Canonical Data Model Overview

A pipeline is only as deterministic as the records it emits. Every reconciliation decision made downstream traverses a small set of entity types, so those entities must resolve to stable, hashable identifiers before anything financial happens. The ingestion and normalization layer is responsible for producing four canonical record families and the keys that bind them together:

Source envelope — the immutable record of what arrived: the raw payload, its source system, transport (SFTP, API, EDI VAN), receipt timestamp, byte-level content hash, and the parser version that read it. Nothing is mutated in place; the envelope is the forensic anchor for every later transformation.
Transaction fact — a single normalized movement: a POS scan line, a distributor sell-through row, or an EDI 852 product-activity segment. Each fact carries a canonical SKU, a quantity in a single unit of measure, an amount in a single currency, and a UTC-anchored business date.
Claim line — a vendor’s asserted entitlement: the deduction or rebate the vendor believes it is owed, mapped to a promotion reference and an agreement so the downstream engine can confirm or contest it.
Reference resolution — the bridge records that tie incoming SKUs, vendor IDs, store numbers, and reason codes to the authoritative product, vendor, and contract registries. An unresolved reference is a first-class exception, never a silent null.

The relationships between these families are what the rest of the system reasons over, so they are made explicit and version-anchored rather than inferred at query time. A transaction fact references the version of the master-data mapping that resolved it; a claim line references exactly one promotion version.
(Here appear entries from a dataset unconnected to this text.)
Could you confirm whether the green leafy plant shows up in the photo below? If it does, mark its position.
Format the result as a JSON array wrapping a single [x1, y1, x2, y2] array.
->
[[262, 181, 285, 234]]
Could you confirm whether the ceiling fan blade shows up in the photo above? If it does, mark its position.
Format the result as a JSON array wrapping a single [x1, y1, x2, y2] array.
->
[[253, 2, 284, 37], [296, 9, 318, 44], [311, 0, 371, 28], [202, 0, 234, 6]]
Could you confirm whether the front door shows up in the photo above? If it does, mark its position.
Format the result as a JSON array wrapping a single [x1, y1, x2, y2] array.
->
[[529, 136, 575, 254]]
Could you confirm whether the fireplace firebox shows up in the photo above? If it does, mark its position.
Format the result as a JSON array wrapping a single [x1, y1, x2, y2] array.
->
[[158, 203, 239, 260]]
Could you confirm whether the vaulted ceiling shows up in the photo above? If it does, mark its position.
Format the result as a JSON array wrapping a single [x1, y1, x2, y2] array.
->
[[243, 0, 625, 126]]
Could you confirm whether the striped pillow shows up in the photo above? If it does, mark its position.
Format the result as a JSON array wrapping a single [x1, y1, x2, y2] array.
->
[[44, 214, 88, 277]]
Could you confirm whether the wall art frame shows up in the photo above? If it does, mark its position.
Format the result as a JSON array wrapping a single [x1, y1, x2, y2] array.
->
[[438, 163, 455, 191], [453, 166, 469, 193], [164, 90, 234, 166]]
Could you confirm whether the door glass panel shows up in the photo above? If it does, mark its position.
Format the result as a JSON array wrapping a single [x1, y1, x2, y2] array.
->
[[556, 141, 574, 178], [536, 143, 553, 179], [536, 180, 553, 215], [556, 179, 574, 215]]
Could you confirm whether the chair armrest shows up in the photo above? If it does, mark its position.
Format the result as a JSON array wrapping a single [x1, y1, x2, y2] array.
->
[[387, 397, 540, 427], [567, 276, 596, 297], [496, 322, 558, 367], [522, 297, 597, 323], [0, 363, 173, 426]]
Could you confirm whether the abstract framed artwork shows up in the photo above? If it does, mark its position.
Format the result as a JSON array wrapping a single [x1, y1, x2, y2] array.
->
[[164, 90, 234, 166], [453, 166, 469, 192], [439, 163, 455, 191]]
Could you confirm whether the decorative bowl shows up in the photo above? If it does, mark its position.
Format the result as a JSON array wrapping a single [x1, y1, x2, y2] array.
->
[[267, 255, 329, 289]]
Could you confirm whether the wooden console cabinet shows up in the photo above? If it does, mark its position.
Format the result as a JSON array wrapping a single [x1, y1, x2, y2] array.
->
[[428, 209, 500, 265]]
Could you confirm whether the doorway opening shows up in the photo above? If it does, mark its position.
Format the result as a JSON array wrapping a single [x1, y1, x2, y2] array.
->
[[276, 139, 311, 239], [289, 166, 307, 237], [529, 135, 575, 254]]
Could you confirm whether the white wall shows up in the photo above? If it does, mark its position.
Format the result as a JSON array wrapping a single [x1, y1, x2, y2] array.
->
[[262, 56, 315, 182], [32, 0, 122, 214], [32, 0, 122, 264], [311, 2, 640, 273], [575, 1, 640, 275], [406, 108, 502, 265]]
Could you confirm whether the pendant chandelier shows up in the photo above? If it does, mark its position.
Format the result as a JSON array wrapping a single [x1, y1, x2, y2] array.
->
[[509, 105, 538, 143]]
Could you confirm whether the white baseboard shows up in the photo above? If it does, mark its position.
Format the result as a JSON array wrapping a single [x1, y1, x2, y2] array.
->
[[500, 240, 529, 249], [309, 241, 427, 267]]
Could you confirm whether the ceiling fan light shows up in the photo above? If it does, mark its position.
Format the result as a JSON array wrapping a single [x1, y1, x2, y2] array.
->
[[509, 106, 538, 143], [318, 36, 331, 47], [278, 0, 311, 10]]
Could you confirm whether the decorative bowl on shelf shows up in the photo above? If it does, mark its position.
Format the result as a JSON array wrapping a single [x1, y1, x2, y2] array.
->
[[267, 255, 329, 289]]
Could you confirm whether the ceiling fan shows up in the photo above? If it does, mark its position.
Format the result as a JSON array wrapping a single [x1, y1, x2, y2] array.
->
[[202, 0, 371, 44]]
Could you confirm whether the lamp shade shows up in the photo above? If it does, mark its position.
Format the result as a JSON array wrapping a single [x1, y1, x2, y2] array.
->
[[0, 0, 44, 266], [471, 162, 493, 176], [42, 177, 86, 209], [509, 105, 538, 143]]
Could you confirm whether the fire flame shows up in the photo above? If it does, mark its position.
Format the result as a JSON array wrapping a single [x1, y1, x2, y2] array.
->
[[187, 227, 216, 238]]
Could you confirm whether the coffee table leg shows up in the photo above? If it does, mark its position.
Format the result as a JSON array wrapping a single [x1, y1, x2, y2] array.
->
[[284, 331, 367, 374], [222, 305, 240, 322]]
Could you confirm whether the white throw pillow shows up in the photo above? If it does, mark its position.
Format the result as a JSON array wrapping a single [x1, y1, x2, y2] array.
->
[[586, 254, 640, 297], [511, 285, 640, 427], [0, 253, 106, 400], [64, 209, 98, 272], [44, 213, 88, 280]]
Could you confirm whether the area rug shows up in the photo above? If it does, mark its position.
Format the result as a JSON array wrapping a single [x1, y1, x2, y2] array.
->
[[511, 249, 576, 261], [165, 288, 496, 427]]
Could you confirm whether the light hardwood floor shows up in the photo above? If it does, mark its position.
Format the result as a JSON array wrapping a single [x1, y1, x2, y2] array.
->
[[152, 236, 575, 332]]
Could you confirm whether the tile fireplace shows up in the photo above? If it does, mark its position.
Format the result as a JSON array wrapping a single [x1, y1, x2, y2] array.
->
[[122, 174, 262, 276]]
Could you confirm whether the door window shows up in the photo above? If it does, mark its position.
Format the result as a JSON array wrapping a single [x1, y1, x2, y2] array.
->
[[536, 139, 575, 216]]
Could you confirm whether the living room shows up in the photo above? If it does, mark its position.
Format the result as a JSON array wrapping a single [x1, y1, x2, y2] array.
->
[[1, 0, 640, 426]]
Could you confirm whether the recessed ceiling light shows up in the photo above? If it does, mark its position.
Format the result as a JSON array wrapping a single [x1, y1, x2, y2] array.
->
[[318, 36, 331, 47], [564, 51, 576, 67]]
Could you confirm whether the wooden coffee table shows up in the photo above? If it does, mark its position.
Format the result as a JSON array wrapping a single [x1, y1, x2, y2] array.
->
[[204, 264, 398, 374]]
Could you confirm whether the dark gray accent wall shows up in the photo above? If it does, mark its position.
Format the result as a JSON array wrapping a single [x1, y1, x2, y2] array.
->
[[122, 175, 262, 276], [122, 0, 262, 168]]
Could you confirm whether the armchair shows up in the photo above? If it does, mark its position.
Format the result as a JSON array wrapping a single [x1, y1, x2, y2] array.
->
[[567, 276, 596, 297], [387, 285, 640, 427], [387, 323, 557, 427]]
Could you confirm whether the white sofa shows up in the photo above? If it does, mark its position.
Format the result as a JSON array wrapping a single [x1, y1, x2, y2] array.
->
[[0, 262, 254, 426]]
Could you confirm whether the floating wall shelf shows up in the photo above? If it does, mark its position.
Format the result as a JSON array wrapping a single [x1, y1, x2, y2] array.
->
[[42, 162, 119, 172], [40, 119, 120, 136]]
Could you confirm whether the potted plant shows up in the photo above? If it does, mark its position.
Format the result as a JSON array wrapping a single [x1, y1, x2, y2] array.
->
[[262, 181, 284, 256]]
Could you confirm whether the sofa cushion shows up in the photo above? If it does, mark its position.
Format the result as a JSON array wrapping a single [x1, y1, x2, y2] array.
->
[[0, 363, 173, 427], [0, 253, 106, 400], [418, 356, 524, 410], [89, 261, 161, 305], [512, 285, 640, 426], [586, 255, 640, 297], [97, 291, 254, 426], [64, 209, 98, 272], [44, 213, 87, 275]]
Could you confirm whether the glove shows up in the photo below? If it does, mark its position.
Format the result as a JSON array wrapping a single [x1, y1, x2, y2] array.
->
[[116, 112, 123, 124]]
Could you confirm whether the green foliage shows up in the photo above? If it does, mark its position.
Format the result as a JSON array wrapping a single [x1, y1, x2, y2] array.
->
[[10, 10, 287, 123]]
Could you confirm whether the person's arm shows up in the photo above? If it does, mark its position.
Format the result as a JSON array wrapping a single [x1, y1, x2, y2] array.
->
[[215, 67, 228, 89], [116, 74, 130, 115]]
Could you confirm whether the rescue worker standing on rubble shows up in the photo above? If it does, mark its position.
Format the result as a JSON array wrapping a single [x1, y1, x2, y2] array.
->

The table below specifies the minimum canonical schema the normalization engine emits for a transaction fact, which the core architecture promotion mapping layer consumes without further conversion.

Field	Type	Constraint	Notes
`record_key`	`str` (SHA-256 hex)	primary, deterministic	hash of source envelope id + line ordinal + parser version
`source_envelope_id`	`str` (UUID)	required, FK	links every fact back to the raw payload
`canonical_sku`	`str`	required, resolved	output of master-data resolution, never the raw vendor SKU
`quantity`	`Decimal`	`>= 0`, scale 4	always in canonical UoM (eaches)
`uom_source`	`str`	required	original unit before harmonization, retained for audit
`amount`	`Decimal`	scale 2	always in settlement currency
`currency`	`str` (ISO 4217)	required	post-conversion currency code
`business_date`	`datetime` (UTC)	required	anchored at ingestion, never local
`promotion_ref`	`str` \| `null`	nullable, resolved	resolved promotion; null routes to exception lane
`schema_version`	`str` (semver)	required	the canonical contract version that produced this row

Because the entire dataset is keyed on a deterministic record_key, re-ingesting the same source file produces byte-identical keys, which is what makes the upstream layer safe to replay — the foundation for every idempotency guarantee that follows.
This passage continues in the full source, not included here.